Santa Maria Capua Vetere (Ce) – E’ ancora alta la tensione al carcere di Santa Maria Capua Vetere dopo i fatti avvenuti ieri, quando sono stati eseguiti dai carabinieri 57 decreti di perquisizione emessi dalla Procura a carico di altrettanti agenti penitenziari indagati, per i reati di tortura e abuso di potere, in relazione ai presunti pestaggi di detenuti avvenuti il 6 aprile scorso, in piena fase di lockdown.
Oggi al carcere arriva il vice-capo del Dap Roberto Tartaglia per provare a rasserenare gli animi e portare la vicinanza dell’amministrazione penitenziaria, ma la rabbia tra gli agenti, che si sentono “vittime”, è ancora tanta, sia per l’indagine in sé che contempla il reato di tortura, che per le modalità di realizzazione dell’operazione di polizia giudiziaria, con agenti fermati dai carabinieri fuori al carcere per essere identificati, e ciò di fronte ai familiari dei detenuti, che hanno filmato le scene con spirito di rivalsa, avendo essi stessi denunciato i presunti pestaggi del sei aprile scorso.

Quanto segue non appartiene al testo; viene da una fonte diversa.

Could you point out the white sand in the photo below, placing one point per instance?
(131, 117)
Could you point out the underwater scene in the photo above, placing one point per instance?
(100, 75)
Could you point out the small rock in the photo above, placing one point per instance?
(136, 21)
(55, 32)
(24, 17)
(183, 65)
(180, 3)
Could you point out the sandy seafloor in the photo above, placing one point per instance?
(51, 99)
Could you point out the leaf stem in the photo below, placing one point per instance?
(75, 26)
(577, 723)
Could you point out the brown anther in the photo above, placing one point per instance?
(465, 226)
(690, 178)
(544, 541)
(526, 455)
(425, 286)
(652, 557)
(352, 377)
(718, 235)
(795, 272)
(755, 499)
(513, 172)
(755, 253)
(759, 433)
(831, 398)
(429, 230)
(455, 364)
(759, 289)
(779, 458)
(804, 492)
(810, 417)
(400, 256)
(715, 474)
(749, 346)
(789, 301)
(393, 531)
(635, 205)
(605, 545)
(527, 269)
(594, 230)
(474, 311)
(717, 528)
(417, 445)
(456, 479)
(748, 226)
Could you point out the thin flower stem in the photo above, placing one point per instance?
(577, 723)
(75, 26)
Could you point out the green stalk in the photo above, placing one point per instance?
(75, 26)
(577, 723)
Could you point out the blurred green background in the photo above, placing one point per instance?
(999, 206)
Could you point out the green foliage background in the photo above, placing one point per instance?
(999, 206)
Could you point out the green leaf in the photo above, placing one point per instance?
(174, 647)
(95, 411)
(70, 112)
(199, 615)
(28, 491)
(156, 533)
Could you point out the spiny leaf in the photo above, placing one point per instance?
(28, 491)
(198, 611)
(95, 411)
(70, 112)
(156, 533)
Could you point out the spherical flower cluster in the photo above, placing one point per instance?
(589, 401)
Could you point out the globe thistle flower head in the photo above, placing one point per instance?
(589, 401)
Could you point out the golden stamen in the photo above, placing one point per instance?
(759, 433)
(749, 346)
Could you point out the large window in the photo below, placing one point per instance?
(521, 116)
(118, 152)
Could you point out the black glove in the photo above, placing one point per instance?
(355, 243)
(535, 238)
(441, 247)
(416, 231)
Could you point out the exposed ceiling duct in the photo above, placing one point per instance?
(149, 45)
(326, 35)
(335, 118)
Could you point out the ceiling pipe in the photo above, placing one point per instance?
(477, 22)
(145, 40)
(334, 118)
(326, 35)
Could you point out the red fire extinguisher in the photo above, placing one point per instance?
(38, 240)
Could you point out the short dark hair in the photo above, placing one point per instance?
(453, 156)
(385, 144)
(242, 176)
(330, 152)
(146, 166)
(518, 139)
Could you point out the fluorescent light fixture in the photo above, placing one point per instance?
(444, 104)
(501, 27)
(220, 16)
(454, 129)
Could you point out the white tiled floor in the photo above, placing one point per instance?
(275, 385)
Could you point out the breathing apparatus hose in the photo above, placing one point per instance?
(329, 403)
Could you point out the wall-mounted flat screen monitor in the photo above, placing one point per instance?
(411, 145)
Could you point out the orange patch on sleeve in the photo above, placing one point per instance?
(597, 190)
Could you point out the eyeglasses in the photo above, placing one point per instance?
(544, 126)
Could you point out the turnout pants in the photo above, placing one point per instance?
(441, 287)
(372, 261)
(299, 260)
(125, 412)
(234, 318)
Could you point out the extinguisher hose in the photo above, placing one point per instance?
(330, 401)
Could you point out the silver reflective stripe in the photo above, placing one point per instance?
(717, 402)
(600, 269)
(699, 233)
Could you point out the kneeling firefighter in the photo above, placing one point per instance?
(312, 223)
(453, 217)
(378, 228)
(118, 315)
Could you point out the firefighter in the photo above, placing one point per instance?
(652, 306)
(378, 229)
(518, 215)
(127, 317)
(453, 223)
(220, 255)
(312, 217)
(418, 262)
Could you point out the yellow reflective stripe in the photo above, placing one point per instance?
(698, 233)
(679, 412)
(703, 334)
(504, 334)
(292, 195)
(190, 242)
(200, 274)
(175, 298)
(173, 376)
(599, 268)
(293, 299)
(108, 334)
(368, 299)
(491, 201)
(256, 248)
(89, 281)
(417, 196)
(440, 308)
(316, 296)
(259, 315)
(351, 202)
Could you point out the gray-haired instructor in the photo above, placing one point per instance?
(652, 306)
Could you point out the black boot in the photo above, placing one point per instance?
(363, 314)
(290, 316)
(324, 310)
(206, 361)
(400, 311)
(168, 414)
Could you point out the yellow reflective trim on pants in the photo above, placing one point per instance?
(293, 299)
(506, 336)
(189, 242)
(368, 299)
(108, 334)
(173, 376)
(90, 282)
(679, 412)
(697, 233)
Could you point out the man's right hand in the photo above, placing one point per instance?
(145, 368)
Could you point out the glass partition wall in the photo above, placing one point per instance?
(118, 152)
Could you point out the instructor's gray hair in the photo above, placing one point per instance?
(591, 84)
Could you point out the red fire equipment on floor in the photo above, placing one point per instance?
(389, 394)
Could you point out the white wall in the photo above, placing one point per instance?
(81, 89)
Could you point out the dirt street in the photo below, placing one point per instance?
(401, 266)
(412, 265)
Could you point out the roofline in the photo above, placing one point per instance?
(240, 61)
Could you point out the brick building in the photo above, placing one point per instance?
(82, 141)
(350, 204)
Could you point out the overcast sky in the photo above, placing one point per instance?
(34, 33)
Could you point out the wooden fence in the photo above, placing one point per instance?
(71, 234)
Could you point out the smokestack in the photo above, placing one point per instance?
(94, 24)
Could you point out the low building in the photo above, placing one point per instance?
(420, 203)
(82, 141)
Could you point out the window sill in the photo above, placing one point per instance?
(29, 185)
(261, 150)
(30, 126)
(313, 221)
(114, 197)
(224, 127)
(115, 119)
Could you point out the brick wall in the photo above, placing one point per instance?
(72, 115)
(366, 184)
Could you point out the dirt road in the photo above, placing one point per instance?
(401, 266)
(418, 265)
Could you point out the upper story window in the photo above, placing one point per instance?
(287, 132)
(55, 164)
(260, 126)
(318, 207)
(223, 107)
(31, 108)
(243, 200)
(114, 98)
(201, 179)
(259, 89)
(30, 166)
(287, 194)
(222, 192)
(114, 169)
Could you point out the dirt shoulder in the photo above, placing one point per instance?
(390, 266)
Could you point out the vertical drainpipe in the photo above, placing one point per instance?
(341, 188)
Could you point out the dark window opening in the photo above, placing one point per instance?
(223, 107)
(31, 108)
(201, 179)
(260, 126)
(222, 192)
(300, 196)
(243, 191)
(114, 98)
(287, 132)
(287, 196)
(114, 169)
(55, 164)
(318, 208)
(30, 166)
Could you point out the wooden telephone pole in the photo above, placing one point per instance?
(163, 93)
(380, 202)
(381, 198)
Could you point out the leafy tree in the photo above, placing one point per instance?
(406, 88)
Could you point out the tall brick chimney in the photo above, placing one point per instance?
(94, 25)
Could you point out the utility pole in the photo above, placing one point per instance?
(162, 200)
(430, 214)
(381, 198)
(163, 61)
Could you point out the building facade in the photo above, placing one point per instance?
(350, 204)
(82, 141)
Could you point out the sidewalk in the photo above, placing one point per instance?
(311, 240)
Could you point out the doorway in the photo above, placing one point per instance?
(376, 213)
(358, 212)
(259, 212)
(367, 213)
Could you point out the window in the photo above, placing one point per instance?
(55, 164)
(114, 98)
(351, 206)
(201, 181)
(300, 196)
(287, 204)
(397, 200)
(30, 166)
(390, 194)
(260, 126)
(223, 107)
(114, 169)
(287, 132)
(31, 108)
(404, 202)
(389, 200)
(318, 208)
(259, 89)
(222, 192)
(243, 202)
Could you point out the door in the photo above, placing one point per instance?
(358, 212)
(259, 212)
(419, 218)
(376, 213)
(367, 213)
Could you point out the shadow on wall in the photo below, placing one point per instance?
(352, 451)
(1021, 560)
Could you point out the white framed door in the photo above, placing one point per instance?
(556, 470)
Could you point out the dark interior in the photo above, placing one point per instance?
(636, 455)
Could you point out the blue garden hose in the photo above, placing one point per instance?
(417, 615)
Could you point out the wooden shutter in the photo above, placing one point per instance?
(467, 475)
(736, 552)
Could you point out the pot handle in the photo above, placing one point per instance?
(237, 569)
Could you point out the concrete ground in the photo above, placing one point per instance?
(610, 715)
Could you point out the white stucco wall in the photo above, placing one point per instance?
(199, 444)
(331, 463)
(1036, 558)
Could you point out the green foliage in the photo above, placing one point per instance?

Molti detenuti hanno poi festeggiato ieri sia in cella, mentre era ancora in corso l’operazione coordinata dalla Procura di Santa Maria Capua Vetere, alla presenza del Procuratore Aggiunto Alessandro Milita, che attraverso fuochi d’artificio sparati in serata dai familiari all’esterno, facendo aumentare il senso di abbandono dello Stato nei poliziotti penitenziari.
Angelo Bruno, in servizio al carcere di Santa Maria Capua Vetere dal lontano 1996, è tra i 57 indagati, e ieri, con un gesto eclatante, è salito sul tetto di un padiglione del carcere urlando tutta la sua rabbia, e solo la pazienza dell’Aggiunto Milita, lo ha convinto a scendere.
Ieri diceva quasi disperato: “io ho regole da far rispettare e i detenuti le devono rispettare. Ma si è perso pure questo. Io non rappresento più la legalità“. Oggi è ancora scosso. “Non riesco a credere di essere stato indagato per tortura, è una cosa assurda, che mi fa molto male, anche perché non mi appartiene. La sera del 6 aprile – racconta Bruno – volevamo solo ristabilire la legalità, dopo che qualche giorno prima i detenuti ci avevano gettato addosso anche olio bollente, ferendo decine di colleghi; tra i 40 e i 50 poliziotti si sono fatti refertare. Ed invece sembra che ora siamo noi gli aguzzini, che ogni giorno dobbiamo lavorare in situazione di grave precarietà, sotto organico, e in una struttura che ospita centinaia di detenuti in più rispetto alla capienza. Sono davvero stanco”.
Anche oggi un detenuto extracomunitario si è barricato nella sua cella con un coltello; scene di ordinaria amministrazione in un carcere che non ha ancora l’allaccio alla rete idrica, e in cui ogni estate l’acqua si prende dai pozzi, con rischi per la salute sia delle guardie che dei detenuti. Ma la carenza idrica è un argomento di cui si tornerà a parlare a breve; per ora sono i fatti di ieri a tenere banco, collegati alla maxiperquisizione del 6 aprile scorso, quando circa 300 agenti della penitenziaria, con rinforzi da Napoli, entrarono nelle celle sequestrando spranghe ottenute dalle brandine, altre armi improprie; i detenuti lamentarono di essere stati picchiati, partirono le denunce del garante e dei familiari, con degli audio delle presunte violenze consegnati alla tv. Ma dai verbali redatti in carcere di quei giorni, spunta anche l’ipotesi che qualche detenuto possa essersi ferito apposta, con l’aiuto di un altri reclusi, per alimentare la polemica e lo scontro.